The current study was with 440 included patients one of the largest studies on the epidemiology of radial head fractures [2, 1, 18, 19]. The influences of mechanism of injury on radial head and neck fractures and associated injuries have only been once reported before [2]. The current study focused both on modes of injury and patient related factors on associated injuries for radial head fractures, leading to other findings. This study had several limitations in addition to its retrospective nature. First, associated injuries were documented based on available imaging studies instead of standardized radiographic studies for all patients. For instance, a standard MRI was not performed, and the LCL lesions in this study were identified as avulsion fractures from the epicondyle or during surgical reconstruction of Mason type 3 fractures. However, since most associated injuries are not clinically relevant, it is not advised to perform MRI scans on a regular basis for radial head fractures [10]. Second, the interobserver reliability of the Mason classification is known to be only moderate [20]. In addition, it might be difficult to take standardized radiographs of the elbow in the acute setting because of pain.

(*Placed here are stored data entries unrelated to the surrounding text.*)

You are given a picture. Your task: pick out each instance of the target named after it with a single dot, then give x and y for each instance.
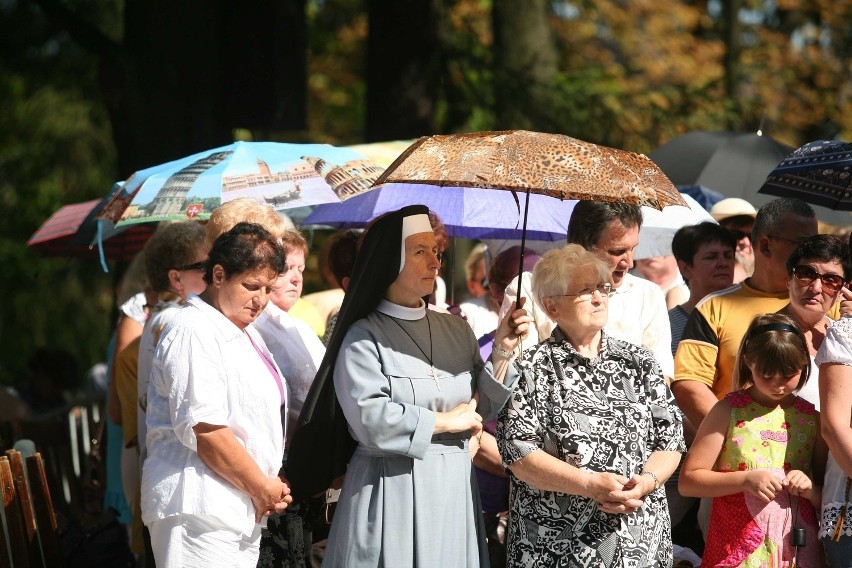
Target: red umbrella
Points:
(70, 230)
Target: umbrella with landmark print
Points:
(283, 175)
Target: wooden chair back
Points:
(30, 520)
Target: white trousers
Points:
(189, 541)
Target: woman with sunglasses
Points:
(590, 435)
(816, 271)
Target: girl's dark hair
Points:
(247, 246)
(774, 344)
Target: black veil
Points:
(321, 446)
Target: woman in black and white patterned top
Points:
(590, 434)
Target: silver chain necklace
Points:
(434, 372)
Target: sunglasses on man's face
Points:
(740, 235)
(807, 275)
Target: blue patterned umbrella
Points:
(466, 212)
(820, 172)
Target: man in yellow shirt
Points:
(704, 361)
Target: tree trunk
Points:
(731, 33)
(525, 63)
(188, 73)
(403, 69)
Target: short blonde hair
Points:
(292, 241)
(477, 254)
(244, 209)
(554, 272)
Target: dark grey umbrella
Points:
(735, 164)
(732, 163)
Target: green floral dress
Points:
(745, 531)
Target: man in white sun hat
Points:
(737, 215)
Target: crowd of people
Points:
(593, 410)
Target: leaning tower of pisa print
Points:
(172, 196)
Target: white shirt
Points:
(207, 370)
(637, 314)
(160, 317)
(298, 352)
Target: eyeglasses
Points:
(794, 242)
(605, 290)
(200, 265)
(806, 275)
(740, 235)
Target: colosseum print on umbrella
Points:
(283, 175)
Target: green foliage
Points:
(627, 74)
(55, 148)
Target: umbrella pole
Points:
(452, 285)
(521, 262)
(523, 242)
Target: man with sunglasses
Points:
(738, 215)
(705, 357)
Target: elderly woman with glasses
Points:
(590, 435)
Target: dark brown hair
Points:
(774, 345)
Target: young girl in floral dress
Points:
(758, 453)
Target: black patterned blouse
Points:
(605, 415)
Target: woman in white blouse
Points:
(215, 400)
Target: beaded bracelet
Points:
(503, 353)
(654, 477)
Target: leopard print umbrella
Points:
(549, 164)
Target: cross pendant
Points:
(435, 377)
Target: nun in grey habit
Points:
(414, 391)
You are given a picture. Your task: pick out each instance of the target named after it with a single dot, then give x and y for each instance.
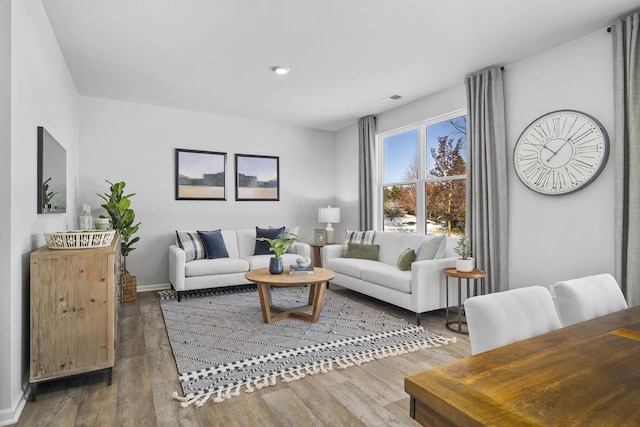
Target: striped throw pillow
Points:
(361, 237)
(191, 244)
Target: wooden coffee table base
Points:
(310, 312)
(272, 313)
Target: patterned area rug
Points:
(221, 345)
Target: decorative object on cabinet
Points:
(329, 215)
(257, 177)
(465, 263)
(118, 206)
(561, 152)
(52, 174)
(200, 175)
(73, 312)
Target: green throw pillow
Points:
(357, 250)
(405, 259)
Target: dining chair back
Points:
(505, 317)
(582, 299)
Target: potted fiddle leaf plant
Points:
(118, 206)
(465, 263)
(279, 246)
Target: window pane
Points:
(400, 208)
(446, 148)
(446, 207)
(401, 157)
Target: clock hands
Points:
(556, 152)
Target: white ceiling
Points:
(345, 55)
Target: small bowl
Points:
(102, 223)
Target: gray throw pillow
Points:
(213, 244)
(431, 247)
(405, 259)
(357, 250)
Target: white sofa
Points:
(219, 272)
(419, 290)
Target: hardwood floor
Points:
(145, 378)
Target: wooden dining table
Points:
(584, 374)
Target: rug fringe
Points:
(299, 372)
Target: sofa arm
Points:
(330, 251)
(428, 281)
(302, 249)
(177, 261)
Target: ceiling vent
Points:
(393, 97)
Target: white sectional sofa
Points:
(229, 271)
(419, 290)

Third, there is no clear definition of amounts of energy that are transferred during different mechanisms of injury. Moreover, the direction of impact (axial, direct, rotation of forearm, etc.) during trauma, may be more important to sustain associated injuries than the kind of trauma [21].

Future research should concentrate on Mason type-2 and type-3 fractures and the association with clinically and therapeutically relevant associated injuries. The impact of energy transfer during trauma and its consequences on associated injuries should be established. The indications for additional imaging studies for these fractures need to be explored.